Born to Polish-Jewish immigrants on March 30, 1929, Brooklyn’s Shirley Stoler made her stage debut in 1955 and gained experience as a member of New York’s experimental La Mama and Living Theatre companies. She had become a key underground player by the time she earned film infamy in 1970 at age 41.
Her very first portrayal on film was as real-life homicidal maniac Martha Beck in the stark, chilling, shoestring-budgeted flick The Honeymoon Killers (1970). Paired up with ‘Tony Lo Bianco”s slick, handsome Raymond Fernandez, the two created a brazen pair of “Lonelyhearts” serial killers that are still talked about in cult circles. Going this far out on a limb, Shirley would find the going rough after this and Martha Beck a hard act to follow.
And then as if nothing could out-creep her above-mentioned role, she went on to play, with utmost horror, the repulsive, whip-carrying concentration camp commandant in Lina Wertmüller’s WWII masterpiece Seven Beauties (1975) [Seven Beauties]. Stoler’s reviling, seductive byplay with Giancarlo Giannini’s terrified inmate, whose measly life is left in her hands, remains one of the most harrowing and fascinating scenes ever filmed. For the duration of her career, however, Shirley was obliquely cast as either Eastern European housewives or hardened “tough broad” types (prostitutes, bartenders, bordello madams, prison matrons).
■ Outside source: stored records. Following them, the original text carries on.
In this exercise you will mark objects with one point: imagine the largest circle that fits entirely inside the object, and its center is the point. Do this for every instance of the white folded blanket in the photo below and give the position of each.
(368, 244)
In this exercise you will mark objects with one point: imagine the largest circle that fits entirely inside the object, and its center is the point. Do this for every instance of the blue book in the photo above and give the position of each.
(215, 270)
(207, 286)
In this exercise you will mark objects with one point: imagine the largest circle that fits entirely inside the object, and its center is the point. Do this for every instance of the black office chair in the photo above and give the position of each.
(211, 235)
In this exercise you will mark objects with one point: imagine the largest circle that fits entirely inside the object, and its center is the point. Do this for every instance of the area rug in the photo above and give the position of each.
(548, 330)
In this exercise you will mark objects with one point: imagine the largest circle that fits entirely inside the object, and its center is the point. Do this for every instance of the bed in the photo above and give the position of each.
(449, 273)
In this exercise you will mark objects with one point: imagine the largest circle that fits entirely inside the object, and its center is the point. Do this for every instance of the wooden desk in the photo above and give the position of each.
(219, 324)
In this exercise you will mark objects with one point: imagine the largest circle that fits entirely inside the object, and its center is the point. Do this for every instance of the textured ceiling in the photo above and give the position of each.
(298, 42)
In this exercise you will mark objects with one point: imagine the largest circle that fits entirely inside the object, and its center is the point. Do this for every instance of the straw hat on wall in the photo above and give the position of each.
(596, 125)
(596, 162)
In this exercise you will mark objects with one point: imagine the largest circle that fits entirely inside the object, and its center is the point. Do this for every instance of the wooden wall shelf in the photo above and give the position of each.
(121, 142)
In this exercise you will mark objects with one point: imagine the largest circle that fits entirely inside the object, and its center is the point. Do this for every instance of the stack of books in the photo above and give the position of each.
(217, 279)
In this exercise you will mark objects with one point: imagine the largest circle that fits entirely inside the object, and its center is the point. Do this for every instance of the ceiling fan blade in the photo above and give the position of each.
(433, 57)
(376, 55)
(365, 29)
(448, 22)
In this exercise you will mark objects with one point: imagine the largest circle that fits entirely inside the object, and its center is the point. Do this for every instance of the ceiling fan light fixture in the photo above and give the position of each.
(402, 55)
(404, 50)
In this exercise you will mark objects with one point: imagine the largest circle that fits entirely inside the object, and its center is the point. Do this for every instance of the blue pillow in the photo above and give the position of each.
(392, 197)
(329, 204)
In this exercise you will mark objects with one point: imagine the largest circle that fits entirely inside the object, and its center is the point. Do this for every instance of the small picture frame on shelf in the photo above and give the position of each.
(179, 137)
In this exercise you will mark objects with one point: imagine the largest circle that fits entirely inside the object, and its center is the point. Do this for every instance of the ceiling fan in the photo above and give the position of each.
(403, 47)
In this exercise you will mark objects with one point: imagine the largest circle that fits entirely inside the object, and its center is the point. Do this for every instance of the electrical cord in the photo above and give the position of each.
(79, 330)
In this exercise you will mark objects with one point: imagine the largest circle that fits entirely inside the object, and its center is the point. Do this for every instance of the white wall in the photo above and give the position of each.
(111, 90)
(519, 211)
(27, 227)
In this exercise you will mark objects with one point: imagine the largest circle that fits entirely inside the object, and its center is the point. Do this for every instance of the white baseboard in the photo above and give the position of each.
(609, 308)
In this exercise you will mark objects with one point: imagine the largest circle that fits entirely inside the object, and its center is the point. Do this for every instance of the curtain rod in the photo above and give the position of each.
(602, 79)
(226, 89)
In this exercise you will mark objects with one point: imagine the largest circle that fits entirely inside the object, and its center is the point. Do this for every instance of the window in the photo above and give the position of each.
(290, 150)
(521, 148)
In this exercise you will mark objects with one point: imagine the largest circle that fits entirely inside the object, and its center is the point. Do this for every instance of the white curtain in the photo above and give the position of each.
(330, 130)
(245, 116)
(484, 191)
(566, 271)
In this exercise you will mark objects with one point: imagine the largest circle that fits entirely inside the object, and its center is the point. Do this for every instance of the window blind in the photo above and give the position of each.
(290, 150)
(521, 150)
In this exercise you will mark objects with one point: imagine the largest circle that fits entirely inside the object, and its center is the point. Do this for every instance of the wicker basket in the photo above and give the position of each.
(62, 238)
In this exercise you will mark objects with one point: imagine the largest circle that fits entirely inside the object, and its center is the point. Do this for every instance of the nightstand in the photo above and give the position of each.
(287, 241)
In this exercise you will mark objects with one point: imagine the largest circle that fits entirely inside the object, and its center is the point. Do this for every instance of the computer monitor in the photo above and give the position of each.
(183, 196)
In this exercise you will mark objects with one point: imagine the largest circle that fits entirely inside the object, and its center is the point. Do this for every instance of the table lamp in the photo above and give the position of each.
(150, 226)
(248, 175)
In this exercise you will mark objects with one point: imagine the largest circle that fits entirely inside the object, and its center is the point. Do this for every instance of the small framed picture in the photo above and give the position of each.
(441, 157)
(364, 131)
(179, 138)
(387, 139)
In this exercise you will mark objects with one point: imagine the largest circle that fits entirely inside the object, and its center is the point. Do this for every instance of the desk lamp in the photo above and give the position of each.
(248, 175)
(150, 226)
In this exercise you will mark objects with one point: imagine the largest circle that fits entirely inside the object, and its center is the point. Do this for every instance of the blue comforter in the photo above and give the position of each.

Too often featured in low budgets unworthy of her talents, her minor gallery of grotesques included the prison guard in Desperately Seeking Susan (1985), Spike the Bartender in Frankenhooker (1990), and the pawnshop store owner in Miami Blues (1990)_ in which she chops con man Alec Baldwin’s fingers off with a machete. Occasionally she was given a more humane part, such as her brief role as the grief-stricken Vietnam-war mom in the high quality Oscar winner The Deer Hunter (1978), but, for the most part, it was her monstrous tendencies that paid dividends.
Elsewhere, she made her Broadway debut at age 52 in a production of “Lolita” starring Donald Sutherland as Humbert Humbert and Blanche Baker as the nymphet, but the show closed nine days later. On TV Shirley made occasional guest appearances and was a short-lived regular on both daytime and nighttime drama while offering comedic (“Pee-wee’s Playhouse”) and dramatic (“Skag”) support. She died in New York of heart failure at age 69 in 1999.